Le pâturage attire de plus en plus l’attention des producteur·trice·s laitiers comme une solution concrète pour accroître la biodiversité et améliorer le bien-être animal.
Lors de notre journée aux champs à la Ferme Y. Lampron et fils, nous avons exploré comment cette approche peut être intégrée efficacement dans une ferme laitière.
Mais comment l’intégrer efficacement dans une ferme laitière? Quelles infrastructures, quels outils et quelles pratiques permettent vraiment de faire la différence?
Rassembler, apprendre et partager autour du pâturage
Chez Régénération Canada, nous rassemblons les producteur·trice·s pour faciliter le partage de connaissances, afin de soutenir la transition vers l’agriculture régénératrice.
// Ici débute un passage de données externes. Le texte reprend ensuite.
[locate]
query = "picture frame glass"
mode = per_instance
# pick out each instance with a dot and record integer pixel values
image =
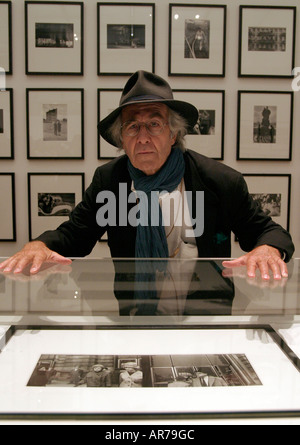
(55, 127)
(195, 46)
(6, 125)
(125, 38)
(267, 41)
(52, 197)
(54, 38)
(7, 207)
(108, 101)
(265, 126)
(272, 192)
(5, 61)
(170, 354)
(207, 137)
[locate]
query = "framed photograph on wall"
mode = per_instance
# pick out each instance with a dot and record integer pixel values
(207, 137)
(273, 193)
(267, 41)
(5, 38)
(126, 38)
(265, 125)
(7, 207)
(51, 199)
(197, 40)
(54, 37)
(6, 124)
(108, 100)
(55, 127)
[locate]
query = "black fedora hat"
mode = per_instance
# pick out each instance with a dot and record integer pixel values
(145, 87)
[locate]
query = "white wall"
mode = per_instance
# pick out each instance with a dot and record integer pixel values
(91, 81)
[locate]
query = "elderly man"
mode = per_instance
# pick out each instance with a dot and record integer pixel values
(150, 126)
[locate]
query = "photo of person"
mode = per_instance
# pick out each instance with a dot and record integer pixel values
(197, 33)
(54, 35)
(55, 122)
(265, 123)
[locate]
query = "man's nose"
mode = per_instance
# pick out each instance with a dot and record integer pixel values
(143, 135)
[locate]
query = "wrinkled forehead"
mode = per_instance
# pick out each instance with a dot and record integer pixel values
(149, 111)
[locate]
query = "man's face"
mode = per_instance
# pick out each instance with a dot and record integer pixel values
(146, 152)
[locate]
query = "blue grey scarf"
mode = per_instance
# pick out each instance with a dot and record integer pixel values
(151, 241)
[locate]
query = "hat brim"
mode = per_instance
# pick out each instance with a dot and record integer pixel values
(186, 110)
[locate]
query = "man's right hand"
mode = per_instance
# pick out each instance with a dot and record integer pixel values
(35, 253)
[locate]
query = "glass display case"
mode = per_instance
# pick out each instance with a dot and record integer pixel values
(149, 339)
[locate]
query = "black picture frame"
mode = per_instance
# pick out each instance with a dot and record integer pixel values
(210, 59)
(6, 60)
(62, 197)
(265, 125)
(7, 207)
(273, 192)
(267, 50)
(7, 124)
(208, 137)
(60, 134)
(50, 54)
(130, 54)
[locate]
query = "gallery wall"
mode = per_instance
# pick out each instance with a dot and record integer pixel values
(90, 82)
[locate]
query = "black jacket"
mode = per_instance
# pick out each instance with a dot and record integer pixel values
(228, 208)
C’est dans cet esprit que nous avons organisé l’événement « Démystifier la gestion d’un pâturage pour la production laitière », dernière étape d’une série de trois activités consacrées au pâturage.
Bien intégré, le pâturage peut améliorer la santé des sols, renforcer la biodiversité et soutenir le bien-être animal.
Après deux conférences organisées en avril 2025, au cours desquelles les productrices et producteurs laitiers ont exploré les principes fondamentaux de la gestion des pâturages, cette journée sur le terrain a offert une dimension supplémentaire : l’occasion de visiter une exploitation agricole basée sur le pâturage, d’observer les infrastructures de près et d’échanger directement avec des producteur·trice·s expérimenté·e·s et des intervenant·e·s de terrain.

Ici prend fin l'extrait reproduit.